Figures 8 and 9 report the three deviations calculated for the four ucBC, when the behavior is compared to reference cell obtained with the free and the frictionless sBC, respectively.

On the one hand, when a porous ordered structure is compressed with its boundaries unrestrained (free sBC, Figure 8), it is obvious that the periodic ucBC is the one that is the most representative, and this is from a global point of view, as well as for both types of symmetries (reflectional and translational). The frictionless ucBC is the least representative with deviations that are 70 to 80 times larger than those of the periodic ucBC. In between those two boundary conditions, the planar ucBC and free ucBC offer similar deviations that are approximately one order of magnitude larger than those of the periodic ucBC. One exception concerns the use of a planar boundary condition on a face representing a reflectional symmetry. Also, for all the boundary conditions, deviations for faces representing translational symmetries were systematically larger than those for faces representing reflectional symmetries. On the other hand, if a porous ordered structure is compressed inside a rigid enclosure (frictionless sBC, Figure 9), the conclusions are completely different and the frictionless ucBC becomes the most representative.

4. Conclusions

The objective of this paper was to determine the type of boundary conditions to be applied on the bounding faces of a unit cell in order to obtain a behavior that is representative of a cell surrounded by many other similar cells. Mesh and structural convergence analyses were first carried out after which four types of boundary conditions were tested. By comparing the behavior of the unit cell with that of the reference cell, it was found that the most representative boundary condition that should be applied on the unit cell depends on how the boundaries of the entire structure are restrained. If they can move freely, then a periodic boundary condition is the most representative, but if, instead, they are fully restrained, then a frictionless boundary condition is more accurate.

If the boundaries of a structure can freely deform, but its geometry is not conducive to the use of periodic boundary conditions, then planar boundary conditions should be employed instead of free boundary conditions, even if both choices give similar deviations (see Figure 8). This affirmation is based on geometrical compatibility considerations. If the deformed geometry of a unit cell with free boundary condition is patterned, geometrical discontinuities can be observed. Indeed, if the deformed geometry with the free boundary condition shown in Figure 1 is horizontally copied, it is obvious that incompatibilities will be observed at the boundaries. With a planar boundary condition, compatibility is guaranteed since the faces always remain flat.

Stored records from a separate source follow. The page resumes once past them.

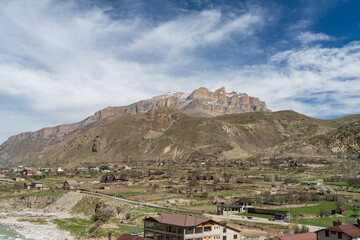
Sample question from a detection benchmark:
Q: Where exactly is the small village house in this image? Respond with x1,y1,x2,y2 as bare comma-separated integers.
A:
116,233,149,240
217,198,254,215
270,232,317,240
315,219,360,240
30,181,44,189
144,214,243,240
63,180,80,190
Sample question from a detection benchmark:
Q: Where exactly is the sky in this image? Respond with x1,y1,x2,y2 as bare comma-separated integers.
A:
0,0,360,143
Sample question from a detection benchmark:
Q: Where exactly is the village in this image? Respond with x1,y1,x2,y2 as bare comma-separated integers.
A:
0,158,360,240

The conclusions stated above are valid for a 55.1% porosity diamond-type unit cell behaving according to a linear material law and subjected to small strains. In future works, additional numerical investigations will be carried out to verify if these conclusions remain valid for other types of unit cells showing reflectional and translational symmetries, for other porosities, or when nonlinear material behavior is considered, including plasticity and failure.

Conflicts of Interest

The authors declare that there are no conflicts of interest regarding the publication of this paper.


This work has been funded by National Science and Engineering Research Council of Canada (NSERC) through the Discovery Grant of Professor Terriault aimed at the modeling of porous materials.